Tout ça pour dire que l’importance culturelle de la boisson a son impact. Et la « culture » de la débauche fait son chemin dans nos mœurs; ça s’apprend et ça se perd difficilement.
Mais la culture de la sobriété, c’est pas rien non plus.
Si un James Hetfield est capable, bon nombre d’autres aussi. Capable au point d’influencer d’autres gens à faire quelque chose pour eux pour une fois, de prendre un chemin qui n’est briqué que de positif, au lieu de les influencer à prendre un autre verre, à déboucher de plus en plus tôt, à boire de plus en plus tard, à étirer la soirée, la nuit, à s’épuiser les sens à coups d’enweye donc juste une autre bouteille.

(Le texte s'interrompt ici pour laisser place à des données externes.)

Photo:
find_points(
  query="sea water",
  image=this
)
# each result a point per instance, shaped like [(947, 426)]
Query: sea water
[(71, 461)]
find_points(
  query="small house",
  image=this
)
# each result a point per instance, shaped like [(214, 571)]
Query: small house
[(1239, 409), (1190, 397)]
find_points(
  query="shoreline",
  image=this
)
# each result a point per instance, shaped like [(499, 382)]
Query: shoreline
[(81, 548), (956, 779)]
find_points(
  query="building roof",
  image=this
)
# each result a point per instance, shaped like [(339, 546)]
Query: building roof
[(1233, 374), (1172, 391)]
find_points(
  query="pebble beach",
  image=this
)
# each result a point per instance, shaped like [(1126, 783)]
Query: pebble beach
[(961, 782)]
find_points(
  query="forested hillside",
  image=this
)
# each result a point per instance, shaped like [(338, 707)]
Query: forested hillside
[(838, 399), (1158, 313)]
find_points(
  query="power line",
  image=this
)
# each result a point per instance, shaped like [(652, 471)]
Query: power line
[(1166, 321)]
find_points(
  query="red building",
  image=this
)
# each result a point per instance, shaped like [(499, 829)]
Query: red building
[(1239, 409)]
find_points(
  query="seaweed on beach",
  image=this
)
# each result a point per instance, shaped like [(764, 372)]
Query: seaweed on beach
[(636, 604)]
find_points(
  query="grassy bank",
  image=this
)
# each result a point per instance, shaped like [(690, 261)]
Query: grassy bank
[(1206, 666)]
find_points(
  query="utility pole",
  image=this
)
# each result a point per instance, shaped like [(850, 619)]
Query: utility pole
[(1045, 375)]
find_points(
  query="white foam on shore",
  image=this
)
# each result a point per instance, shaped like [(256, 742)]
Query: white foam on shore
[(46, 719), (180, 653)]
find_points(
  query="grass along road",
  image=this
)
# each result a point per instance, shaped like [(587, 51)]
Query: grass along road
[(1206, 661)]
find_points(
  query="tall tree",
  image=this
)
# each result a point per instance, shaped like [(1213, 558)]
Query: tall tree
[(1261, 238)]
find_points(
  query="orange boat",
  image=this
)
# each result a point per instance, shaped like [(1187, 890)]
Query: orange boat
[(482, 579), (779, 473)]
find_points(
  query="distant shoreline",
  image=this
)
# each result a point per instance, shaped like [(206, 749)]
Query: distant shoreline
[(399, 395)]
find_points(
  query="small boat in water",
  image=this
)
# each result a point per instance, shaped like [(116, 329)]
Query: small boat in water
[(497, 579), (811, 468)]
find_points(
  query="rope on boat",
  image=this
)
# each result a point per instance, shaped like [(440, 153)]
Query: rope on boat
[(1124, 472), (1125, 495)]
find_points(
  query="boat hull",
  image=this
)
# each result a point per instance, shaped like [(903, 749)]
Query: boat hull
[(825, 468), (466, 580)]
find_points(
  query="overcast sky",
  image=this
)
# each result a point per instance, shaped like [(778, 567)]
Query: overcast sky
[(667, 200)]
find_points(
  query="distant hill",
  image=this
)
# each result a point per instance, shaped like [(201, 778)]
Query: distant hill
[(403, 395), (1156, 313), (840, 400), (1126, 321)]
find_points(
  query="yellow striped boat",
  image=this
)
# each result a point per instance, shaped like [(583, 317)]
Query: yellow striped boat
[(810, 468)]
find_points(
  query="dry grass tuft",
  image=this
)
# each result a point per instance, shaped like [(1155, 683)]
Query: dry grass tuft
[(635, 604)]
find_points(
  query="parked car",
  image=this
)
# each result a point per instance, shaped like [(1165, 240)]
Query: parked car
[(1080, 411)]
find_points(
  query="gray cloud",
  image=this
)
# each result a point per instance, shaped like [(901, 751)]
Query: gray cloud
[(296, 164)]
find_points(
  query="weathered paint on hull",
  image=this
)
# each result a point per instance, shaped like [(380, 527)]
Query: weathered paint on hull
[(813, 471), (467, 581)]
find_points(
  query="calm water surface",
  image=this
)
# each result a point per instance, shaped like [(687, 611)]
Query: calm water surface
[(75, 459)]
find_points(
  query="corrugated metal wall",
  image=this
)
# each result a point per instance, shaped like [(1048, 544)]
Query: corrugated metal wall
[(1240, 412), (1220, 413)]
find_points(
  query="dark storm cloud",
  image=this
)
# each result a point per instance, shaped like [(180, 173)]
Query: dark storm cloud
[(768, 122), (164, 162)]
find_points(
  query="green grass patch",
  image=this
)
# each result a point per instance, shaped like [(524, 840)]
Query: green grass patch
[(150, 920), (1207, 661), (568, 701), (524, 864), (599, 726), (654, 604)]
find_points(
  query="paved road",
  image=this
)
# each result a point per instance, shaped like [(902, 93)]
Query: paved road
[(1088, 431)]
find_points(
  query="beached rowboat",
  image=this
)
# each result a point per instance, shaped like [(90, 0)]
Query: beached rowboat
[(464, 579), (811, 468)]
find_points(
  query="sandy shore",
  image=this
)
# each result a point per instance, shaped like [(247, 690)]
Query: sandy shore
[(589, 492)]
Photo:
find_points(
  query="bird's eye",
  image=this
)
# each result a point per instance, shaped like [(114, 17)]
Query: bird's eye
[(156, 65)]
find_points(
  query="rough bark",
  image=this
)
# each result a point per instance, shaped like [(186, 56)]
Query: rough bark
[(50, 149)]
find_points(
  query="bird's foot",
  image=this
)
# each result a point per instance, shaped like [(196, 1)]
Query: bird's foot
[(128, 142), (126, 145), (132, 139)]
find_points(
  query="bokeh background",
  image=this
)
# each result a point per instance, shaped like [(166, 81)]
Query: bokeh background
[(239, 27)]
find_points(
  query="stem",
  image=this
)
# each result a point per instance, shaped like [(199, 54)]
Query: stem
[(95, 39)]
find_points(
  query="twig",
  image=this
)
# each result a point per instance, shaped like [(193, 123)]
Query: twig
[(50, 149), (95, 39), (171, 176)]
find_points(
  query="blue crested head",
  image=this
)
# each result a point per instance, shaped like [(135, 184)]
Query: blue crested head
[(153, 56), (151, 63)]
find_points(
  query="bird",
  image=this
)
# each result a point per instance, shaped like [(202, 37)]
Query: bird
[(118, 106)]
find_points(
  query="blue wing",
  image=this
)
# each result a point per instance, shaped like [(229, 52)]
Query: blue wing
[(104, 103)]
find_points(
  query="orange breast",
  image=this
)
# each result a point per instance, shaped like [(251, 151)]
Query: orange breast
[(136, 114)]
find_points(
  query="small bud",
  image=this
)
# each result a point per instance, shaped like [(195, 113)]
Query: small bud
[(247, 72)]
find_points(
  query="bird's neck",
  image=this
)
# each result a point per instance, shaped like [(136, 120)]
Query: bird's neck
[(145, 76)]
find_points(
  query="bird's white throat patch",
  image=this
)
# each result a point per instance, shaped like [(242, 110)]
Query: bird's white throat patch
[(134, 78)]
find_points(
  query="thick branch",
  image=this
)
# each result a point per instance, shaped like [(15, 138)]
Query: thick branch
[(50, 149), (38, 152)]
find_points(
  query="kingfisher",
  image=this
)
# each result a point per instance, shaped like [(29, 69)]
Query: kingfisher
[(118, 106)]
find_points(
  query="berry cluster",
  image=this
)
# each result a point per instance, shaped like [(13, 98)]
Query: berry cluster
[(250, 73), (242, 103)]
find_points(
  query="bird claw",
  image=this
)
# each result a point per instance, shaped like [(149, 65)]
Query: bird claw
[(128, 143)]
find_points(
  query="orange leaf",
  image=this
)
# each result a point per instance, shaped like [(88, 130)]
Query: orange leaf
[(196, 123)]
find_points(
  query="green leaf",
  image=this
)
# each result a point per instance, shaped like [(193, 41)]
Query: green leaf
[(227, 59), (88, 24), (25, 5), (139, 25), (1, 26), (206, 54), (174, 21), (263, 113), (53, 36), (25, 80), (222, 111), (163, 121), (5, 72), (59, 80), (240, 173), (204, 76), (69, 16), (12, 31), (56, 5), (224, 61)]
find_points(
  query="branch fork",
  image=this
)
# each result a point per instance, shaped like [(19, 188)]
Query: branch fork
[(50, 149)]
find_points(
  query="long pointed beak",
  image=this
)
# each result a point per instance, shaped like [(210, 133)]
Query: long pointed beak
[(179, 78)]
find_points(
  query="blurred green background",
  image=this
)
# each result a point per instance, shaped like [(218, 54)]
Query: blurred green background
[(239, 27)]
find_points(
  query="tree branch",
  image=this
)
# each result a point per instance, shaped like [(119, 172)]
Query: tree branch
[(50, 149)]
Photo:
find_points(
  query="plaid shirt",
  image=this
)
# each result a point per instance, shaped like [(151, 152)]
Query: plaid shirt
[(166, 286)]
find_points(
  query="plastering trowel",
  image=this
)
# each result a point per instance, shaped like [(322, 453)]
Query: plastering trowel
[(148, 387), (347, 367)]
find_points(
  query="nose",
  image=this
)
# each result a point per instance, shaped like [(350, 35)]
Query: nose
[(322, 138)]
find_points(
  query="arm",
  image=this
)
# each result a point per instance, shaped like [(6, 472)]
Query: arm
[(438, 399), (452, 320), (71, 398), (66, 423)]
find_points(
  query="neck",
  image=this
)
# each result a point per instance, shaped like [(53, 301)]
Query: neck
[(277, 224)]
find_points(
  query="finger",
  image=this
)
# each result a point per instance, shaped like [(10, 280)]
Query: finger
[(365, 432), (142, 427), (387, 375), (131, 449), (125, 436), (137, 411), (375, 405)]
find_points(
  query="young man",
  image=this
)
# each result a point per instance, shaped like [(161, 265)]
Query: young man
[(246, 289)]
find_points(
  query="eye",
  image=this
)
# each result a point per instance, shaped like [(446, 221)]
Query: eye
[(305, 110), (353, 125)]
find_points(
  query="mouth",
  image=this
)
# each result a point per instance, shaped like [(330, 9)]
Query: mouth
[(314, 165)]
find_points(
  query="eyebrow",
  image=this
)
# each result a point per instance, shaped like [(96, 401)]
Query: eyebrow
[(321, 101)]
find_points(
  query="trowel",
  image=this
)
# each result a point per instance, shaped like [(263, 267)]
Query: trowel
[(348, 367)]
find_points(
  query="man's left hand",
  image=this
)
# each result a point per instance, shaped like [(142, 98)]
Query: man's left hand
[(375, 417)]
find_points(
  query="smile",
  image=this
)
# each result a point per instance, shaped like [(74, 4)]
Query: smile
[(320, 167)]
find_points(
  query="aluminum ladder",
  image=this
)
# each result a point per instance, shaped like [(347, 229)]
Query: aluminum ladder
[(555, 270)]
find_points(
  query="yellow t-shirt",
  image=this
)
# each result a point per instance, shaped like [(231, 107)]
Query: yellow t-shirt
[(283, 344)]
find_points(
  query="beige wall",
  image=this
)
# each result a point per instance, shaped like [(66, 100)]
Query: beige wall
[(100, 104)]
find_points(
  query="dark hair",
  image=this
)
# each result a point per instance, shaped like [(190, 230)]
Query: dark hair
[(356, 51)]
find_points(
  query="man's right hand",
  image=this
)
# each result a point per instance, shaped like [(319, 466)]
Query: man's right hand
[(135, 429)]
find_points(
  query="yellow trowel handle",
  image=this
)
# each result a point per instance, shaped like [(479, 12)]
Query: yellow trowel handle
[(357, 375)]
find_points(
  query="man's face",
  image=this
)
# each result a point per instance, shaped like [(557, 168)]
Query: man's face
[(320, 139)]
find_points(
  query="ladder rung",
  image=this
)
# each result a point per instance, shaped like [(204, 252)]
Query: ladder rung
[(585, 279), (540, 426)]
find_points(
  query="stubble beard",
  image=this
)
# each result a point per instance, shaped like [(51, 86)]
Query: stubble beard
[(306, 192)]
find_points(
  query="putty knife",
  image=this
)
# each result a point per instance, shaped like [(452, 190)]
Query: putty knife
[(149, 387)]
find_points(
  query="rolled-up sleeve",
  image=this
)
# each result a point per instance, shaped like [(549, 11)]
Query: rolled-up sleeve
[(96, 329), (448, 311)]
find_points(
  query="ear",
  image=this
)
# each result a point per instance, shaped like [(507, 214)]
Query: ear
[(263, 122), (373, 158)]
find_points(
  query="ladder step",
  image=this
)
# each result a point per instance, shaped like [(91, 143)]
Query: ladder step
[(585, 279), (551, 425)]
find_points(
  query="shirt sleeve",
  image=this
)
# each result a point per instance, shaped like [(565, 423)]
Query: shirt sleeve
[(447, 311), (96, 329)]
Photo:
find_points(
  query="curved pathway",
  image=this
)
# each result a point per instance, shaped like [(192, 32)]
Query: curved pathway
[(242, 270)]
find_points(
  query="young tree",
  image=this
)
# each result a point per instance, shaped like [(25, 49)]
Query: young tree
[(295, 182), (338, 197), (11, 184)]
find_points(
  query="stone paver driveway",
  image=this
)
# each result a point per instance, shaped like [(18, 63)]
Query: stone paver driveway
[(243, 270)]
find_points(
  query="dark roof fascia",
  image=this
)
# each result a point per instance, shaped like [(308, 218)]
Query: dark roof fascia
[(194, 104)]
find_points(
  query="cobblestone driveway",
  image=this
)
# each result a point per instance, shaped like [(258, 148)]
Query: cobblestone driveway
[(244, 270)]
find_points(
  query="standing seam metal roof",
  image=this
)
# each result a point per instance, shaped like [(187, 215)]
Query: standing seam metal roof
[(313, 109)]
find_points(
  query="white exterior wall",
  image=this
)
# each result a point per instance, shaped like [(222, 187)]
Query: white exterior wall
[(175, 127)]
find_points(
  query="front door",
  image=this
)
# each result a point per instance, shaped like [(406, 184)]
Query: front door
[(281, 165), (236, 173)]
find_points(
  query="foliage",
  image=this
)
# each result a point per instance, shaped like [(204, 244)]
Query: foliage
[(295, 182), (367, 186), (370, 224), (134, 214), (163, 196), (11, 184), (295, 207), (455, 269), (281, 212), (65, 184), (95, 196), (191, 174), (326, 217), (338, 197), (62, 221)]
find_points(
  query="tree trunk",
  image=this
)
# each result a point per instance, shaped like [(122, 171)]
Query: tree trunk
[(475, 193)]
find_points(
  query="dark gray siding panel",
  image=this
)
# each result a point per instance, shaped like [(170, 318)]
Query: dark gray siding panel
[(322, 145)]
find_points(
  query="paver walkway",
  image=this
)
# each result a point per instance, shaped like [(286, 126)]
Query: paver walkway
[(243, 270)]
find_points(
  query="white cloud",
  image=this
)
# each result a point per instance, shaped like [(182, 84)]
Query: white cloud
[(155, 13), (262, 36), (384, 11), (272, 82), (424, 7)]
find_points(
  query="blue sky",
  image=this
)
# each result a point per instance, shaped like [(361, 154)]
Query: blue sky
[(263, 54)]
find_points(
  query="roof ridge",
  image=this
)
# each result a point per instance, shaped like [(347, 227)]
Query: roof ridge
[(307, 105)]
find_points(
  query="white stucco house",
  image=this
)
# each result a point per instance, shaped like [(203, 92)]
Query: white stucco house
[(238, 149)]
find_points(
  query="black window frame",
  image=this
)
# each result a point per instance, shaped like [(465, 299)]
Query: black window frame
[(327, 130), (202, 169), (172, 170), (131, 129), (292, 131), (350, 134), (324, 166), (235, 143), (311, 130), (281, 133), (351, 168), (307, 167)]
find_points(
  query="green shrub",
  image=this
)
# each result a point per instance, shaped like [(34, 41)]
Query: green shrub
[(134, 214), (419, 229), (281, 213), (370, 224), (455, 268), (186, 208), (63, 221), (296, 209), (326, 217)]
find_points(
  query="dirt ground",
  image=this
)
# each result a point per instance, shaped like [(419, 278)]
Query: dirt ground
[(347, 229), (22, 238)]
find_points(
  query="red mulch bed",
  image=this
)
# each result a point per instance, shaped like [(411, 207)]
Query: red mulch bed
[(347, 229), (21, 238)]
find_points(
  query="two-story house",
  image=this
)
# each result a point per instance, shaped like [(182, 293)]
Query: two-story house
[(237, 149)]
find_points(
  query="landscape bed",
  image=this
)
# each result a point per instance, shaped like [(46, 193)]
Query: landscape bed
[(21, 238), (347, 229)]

Tout ça pour dire (bis), que, individuellement, on a plus d’influence qu’on pense, et on peut s’en servir pour détruire, ou construire. Si j’ai trop de fois incité mon entourage à prendre cet autre verre, à fuir cette autre responsabilité, je ne me rendais pas compte du réel pouvoir d’entraînement vers le bas et de persuasion qu’on peut avoir. Depuis que je ne consomme plus, j’ai été surprise d’avoir pu influencer des personnes à choisir cette voie aussi. Parce que j’en parle ouvertement depuis un an sur ce blogue, je crois qu’il est possible de démystifier ce qui se passe de « l’autre bord », quand on ne s’embrouille plus, quand la brume des matins douloureux disparaît. Un peu de lumière sur cette autre voie pas encore tout à fait bien éclairée, moins glamour, moins trash, moins rock, mais plus solide, plus safe, certes.
Et si de la boisson ne me reste que la nostalgie, je ne regrette pas d’avoir arrêté il y a un an, et pas avant. Je pense qu’on a chacun son tas de marde à manger (poésie), et on pogne chacun son cut off le jour où on trouve que ça manque de pain (sans gluten).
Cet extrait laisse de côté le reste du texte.